Di tengah dunia magis Forgotten Realm, seorang pemuda bernama Arlen Whiteclaw menemukan takdir yang tersembunyi dalam dirinya. Ia adalah Pemegang Cahaya, pewaris kekuatan kuno yang mampu melawan kegelapan. Bersama sahabatnya, Eira dan Thorne, Arlen harus menghadapi Lord Malakar, penyihir hitam yang ingin menaklukkan dunia dengan kekuatan kegelapan. Dalam perjalanan yang penuh dengan pertempuran, pengkhianatan, dan pengorbanan, Arlen harus memutuskan apakah ia siap untuk mengorbankan segalanya demi kedamaian atau tenggelam dalam kegelapan yang mengancam seluruh Forgotten Realm.
Karya ini diterbitkan atas izin NovelToon orionesia, isi konten hanyalah pandangan pribadi pembuatnya, tidak mewakili NovelToon sendiri
Gerbang Tersembunyi
Mereka mengikuti Joran dengan langkah hati-hati di sepanjang jalan sempit yang diapit pepohonan lebat. Matahari mulai terbenam, mewarnai langit dengan semburat jingga dan bayang-bayang yang panjang. Langkah Joran tenang dan terukur, sementara Arlen, Finn, dan Eira saling melempar pandang penuh tanya. Meski Joran mengaku sebagai mantan murid Pengawal Cahaya, rasa was-was tetap menyelimuti mereka.
"Berapa jauh lagi, Joran?" tanya Finn, suaranya terdengar was-was.
Joran menoleh, menatap Finn dengan mata tajam. "Tidak jauh. Gerbang tersembunyi itu berada di balik lembah ini.
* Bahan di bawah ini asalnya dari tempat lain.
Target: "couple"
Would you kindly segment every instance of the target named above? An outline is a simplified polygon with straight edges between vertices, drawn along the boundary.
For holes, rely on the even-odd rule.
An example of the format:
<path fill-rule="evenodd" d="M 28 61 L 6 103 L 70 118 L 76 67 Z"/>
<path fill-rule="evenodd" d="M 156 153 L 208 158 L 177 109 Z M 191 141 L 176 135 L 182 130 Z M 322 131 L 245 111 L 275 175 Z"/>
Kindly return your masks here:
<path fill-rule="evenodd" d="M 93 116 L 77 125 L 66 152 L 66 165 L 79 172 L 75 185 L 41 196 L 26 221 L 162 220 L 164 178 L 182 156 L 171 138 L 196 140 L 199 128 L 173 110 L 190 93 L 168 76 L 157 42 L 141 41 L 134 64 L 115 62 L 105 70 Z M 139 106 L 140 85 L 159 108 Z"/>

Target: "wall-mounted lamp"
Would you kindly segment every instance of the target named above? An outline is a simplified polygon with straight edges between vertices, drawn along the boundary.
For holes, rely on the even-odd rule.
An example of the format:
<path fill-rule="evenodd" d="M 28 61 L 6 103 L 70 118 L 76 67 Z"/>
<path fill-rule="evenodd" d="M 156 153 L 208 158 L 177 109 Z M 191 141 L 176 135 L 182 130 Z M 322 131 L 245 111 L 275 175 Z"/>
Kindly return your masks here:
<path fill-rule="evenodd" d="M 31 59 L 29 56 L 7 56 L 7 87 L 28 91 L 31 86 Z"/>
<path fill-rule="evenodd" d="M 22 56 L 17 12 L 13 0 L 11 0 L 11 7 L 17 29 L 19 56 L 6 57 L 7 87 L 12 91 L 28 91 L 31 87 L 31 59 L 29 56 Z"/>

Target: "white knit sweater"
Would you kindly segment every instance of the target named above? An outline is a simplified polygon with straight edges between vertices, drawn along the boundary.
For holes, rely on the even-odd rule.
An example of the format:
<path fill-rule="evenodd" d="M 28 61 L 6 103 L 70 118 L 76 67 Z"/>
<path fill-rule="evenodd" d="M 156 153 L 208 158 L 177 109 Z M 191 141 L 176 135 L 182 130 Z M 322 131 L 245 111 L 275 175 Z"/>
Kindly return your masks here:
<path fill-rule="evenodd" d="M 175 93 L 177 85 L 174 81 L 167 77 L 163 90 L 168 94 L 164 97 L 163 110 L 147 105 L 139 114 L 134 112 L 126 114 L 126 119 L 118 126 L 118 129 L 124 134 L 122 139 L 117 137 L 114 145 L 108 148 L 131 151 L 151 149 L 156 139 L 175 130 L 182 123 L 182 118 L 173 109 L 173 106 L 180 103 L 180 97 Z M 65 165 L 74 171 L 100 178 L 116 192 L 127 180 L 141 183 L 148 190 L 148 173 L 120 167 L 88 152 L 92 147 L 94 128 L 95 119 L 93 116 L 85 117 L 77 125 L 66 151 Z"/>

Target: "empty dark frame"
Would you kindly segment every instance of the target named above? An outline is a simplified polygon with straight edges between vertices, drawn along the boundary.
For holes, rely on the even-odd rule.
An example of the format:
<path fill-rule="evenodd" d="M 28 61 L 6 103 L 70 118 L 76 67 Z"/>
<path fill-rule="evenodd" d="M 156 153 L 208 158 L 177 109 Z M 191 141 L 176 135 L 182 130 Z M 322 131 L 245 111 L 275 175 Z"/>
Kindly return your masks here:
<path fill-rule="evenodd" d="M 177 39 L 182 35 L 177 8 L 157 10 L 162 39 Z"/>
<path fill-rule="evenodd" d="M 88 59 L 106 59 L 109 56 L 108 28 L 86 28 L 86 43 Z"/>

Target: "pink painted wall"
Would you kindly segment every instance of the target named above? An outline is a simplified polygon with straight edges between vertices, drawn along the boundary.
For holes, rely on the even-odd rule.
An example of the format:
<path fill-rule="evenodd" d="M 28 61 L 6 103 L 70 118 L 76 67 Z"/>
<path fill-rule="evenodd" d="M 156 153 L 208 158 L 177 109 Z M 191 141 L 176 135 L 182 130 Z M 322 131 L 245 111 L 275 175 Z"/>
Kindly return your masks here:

Tapi kalian harus ingat, melewati gerbang itu bukanlah hal yang mudah."
Arlen mengerutkan kening. "Maksudmu?"
Joran melanjutkan langkahnya, suaranya penuh teka-teki. "Tanah Pelindung adalah tempat yang hanya bisa dicapai oleh mereka yang layak. Gerbang ini dijaga oleh penjaga roh, makhluk yang dapat melihat ketulusan hati kalian. Jika ada sedikit saja keraguan atau ketakutan dalam diri kalian, mereka akan menghalangi jalan."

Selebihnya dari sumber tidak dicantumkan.